To detect TE insertions near effectors, all draft assemblies, reference-quality and outgroup genomes were annotated with the TE consensus sequences reported for Magnaporthe [50] (available from https://github.com/S-t-ing/mBio-data-availablility/blob/main/Mo.TE_Consensus.fasta). For this, we used RepeatMasker v4.0.9_p2 with “-no_is” and “-nolow” parameters to skip simple repeat and low complexity region annotations. Annotated TEs shorter than 50 bp were filtered out. The search for TEs near effector loci was restricted to a 1000 bp window up- and downstream the effector gene. Only MoO and MoT isolates clearly identified in large clades based on the phylogenetic tree were retained these analyses. Percentage of TE superfamilies per AVR in MoO and MoT was calculated per effector based on the total TE number per pathotype. Percentage of TE superfamilies per insertion site (bp) has been calculated per effector based on the total number of isolates containing at least one TE for this AVR. We used the aov function in R to perform an ANOVA testing the effects of the following factors: TE family, AVR identity, and AVR pathotype (MoO vs. MoT) with the response variable being TE counts near effectors. We assessed how much each factor, and interactions thereof, contributed to the overall variation by using the sum of squares from the ANOVA.

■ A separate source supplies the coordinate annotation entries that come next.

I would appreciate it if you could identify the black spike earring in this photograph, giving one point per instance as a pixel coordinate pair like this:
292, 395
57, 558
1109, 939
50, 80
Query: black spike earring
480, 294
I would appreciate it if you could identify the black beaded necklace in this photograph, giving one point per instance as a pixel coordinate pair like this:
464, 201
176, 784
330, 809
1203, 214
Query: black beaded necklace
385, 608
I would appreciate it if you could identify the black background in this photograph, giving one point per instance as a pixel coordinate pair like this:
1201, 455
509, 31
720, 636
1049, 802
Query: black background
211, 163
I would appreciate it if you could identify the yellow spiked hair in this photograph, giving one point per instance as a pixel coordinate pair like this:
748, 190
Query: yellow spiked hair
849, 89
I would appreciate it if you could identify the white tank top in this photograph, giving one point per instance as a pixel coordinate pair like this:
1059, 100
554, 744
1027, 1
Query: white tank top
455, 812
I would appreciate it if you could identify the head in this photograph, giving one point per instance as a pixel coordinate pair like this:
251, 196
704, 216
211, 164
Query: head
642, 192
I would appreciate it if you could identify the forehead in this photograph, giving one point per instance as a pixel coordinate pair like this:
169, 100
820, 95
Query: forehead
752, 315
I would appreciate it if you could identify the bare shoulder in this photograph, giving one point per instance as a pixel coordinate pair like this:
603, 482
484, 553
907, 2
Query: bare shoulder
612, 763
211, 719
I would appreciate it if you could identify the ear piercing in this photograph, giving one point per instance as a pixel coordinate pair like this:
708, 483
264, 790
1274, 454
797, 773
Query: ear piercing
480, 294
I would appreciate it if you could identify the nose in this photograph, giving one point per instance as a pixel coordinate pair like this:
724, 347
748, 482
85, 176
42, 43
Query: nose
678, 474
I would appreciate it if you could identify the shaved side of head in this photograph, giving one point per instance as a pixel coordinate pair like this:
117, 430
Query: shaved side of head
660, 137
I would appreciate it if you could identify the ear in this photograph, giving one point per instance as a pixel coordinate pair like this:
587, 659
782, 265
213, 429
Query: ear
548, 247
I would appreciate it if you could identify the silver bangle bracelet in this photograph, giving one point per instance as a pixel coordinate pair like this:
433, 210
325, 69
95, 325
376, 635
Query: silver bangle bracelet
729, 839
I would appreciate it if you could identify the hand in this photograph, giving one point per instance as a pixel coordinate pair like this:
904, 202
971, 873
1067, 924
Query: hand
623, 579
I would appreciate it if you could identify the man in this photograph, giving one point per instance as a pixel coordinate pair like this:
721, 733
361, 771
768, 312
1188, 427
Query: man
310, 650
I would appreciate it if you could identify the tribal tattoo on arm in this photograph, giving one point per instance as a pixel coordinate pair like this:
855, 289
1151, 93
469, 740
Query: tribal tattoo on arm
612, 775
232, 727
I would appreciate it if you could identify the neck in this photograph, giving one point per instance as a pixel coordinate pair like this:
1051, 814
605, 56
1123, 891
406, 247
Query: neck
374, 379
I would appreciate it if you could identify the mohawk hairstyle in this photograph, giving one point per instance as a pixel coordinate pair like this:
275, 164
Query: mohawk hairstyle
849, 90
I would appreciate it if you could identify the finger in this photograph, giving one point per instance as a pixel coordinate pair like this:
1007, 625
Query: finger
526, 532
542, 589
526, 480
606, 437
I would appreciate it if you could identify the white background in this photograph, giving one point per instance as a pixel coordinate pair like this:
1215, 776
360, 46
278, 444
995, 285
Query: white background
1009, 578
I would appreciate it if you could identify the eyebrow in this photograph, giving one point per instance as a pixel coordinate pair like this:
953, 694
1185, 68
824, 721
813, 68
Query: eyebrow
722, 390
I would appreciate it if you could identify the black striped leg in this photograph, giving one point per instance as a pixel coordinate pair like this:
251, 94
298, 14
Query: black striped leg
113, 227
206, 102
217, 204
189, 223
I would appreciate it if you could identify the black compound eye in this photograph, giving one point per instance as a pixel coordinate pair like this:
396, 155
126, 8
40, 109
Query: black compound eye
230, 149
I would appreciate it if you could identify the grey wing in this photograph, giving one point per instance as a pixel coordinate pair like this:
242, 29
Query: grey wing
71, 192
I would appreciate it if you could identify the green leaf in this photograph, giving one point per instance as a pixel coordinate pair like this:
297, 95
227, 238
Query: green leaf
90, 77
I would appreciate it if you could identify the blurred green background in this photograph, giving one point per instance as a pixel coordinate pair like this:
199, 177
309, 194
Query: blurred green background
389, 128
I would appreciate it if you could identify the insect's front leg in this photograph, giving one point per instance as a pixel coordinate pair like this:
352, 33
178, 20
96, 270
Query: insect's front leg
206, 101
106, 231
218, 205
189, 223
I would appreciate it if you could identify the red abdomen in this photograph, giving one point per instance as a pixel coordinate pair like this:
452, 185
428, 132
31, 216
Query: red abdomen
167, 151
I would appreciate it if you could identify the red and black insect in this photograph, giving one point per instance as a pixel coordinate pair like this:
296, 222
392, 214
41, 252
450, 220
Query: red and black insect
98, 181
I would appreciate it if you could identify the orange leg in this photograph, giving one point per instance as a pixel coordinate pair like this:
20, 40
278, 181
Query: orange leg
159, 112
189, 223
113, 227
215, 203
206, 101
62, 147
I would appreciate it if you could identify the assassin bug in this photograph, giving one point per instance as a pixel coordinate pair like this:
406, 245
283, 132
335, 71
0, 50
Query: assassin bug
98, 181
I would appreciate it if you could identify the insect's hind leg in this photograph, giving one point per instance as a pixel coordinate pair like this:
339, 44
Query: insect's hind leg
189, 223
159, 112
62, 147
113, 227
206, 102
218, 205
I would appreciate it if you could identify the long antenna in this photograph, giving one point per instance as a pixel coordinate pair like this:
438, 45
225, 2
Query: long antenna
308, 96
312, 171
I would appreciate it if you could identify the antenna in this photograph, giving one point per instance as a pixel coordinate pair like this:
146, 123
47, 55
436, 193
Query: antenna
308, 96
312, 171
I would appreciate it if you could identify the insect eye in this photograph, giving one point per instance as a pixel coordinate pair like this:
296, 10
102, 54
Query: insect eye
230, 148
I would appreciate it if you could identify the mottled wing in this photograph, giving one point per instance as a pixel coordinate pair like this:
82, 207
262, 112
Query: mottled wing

Analyses of the AVR1-CO39 locus

To assess the AVR1-CO39 locus organization in genomes of different pathotypes, we first analyzed reference-quality genomes. Synteny was plotted with genoplotR v0.8.11 [106] for the Magnaporthe reference genomes using gene and TE annotation [50]. For M. oryzae isolates, we mapped coding sequences from the MoO 70–15 (GCF_000002495.2) gene annotation [77], and for outgroup M. pennisetigena we mapped coding sequences from the Br36 (GCA_004337985.1) gene annotation [98]. The two annotations of 70–15 and Br36 provided complementary coverage of major haplotypes found at the locus. AUGUSTUS gene annotations as described above were used to infer coding sequences in non-MoO isolates. Magnaporthe genomes assembly having AVR1-CO39 were inspected for TE presence surrounding the effector gene.

Abbreviations

TEs

Transposable elements

AVR

Avirulence effector

Mo

Magnaporthe oryzae

MoO

Magnaporthe oryzae Oryza

MoT

Magnaporthe oryzae Triticum

MoL

Magnaporthe oryzae Lolium

MoE

Magnaporthe oryzae Eleusine

MoA

Magnaporthe oryzae Avena

MoS

Magnaporthe oryzae Setaria

PAMP

Pathogen-associated molecular pattern

R proteins/genes

Resistance protein/genes

Authors’ contributions

AMS and DC conceived the study, wrote and revised the manuscript. AMS analyzed the data. All authors read and approved the final manuscript.

Funding

This study was supported by a Swiss National Science Foundation grant to DC (201149).

Data availability

The data analyzed in the frame of this study were retrieved from NCBI repositories as indicated in the Additional File 2. Draft genome assembly data, a Magnaporthe spp. full-size phylogenetic tree with AVR presence/absence screening is available from Zenodo (10.5281/zenodo.15875042) [107].

Declarations

Ethics approval and consent to participate

N/A.

Consent for publication

N/A.

Competing interests

The authors declare no competing interests.